The Actuarial Department has then supplied the SC Medicaid CDPS risk score for pilot and quality check. Here were the procedures and findings:
-
There were significant portion of mismatch on members from both sources. There were 10305 lines in the file quality created (one member per line without duplicates after removing MMP), and 96317 lines in the file actuarial prepared (also one member per line with no duplicates). Only 78008 members were found in both files, with 25497 only in the file from quality, and 18309 only in the file from actuarial. Both files were supposed to capture 2017 data. Possible explanation of the discrepancy is the inclusion/exclusion criteria. While details were needed from quality, the actuarial mentioned that
a. Data pulled from Medinsight data
b. Snapshot of members enrolled as of 12/2017 taken
c. 2017 medical and Rx claims were pulled (from Medinsight) with a paidthru date of 1/31/2018
-
The distribution of the risk score (shown below) was extremely skewed with a wide range, even more than those observed in Medicare or Marketplace.
-
The quality provided the exact numbers on the elements of the utilization index. It turned out that the paid_ntile is a better indicator since it had a higher correlation coefficient with MARA and CDPS risk score than the utilization index.
-
The result of the normalization of the risk score was not ideal due to heavy concentration, and there was breakage on the distribution. The percentile breaks were not unique.
-
The correlation between the prediction from linear regression or random forests and risk score or normalized risk score was no higher than 67%.
-
If the model developed from Marketplace and Medicare was applied to Medicaid population, the accuracy was ~ 40%.

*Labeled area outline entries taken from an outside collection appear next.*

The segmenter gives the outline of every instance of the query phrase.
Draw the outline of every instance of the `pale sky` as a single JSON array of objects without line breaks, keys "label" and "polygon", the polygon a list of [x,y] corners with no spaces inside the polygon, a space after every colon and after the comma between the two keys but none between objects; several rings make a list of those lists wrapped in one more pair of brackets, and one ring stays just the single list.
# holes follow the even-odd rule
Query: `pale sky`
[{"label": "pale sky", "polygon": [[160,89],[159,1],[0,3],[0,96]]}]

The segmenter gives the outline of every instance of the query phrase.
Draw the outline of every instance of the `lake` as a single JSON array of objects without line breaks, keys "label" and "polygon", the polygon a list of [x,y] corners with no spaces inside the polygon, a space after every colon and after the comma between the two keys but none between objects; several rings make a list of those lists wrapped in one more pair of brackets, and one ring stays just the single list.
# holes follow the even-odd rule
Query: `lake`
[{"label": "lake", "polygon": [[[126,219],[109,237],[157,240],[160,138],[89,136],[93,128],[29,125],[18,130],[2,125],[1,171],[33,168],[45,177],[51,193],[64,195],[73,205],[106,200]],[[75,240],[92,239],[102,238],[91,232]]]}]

Some thoughts at this point:
-
Some quality check is needed on both quality and actuarial sides to figure out the member mismatch issue. Some validation on the methodology of actuarial would be good.
-
There are substantial differences in the three populations (Medicaid, Medicare, and Marketplace) in terms of population risk and risk composition. Models should be population specific.
-
If there is indeed some portions missing/blanks of the risk scores, statistical methods can be used to calculate imputed risk scores based on the rest of the same population.
-
It was mentioned that the government risk scores may not be great for risk assessment. A better measurement is needed, but a lack of “gold standard”, or objective outcome is the blocker here.
-
If we decide that the CMS/HHS risk scores are not “gold standard” for risk assessment, and we only want to use them as a component of a new risk assessment metric along with other factors like age, gender, MARA, and utilization. This may become an unsupervised machine learning problem.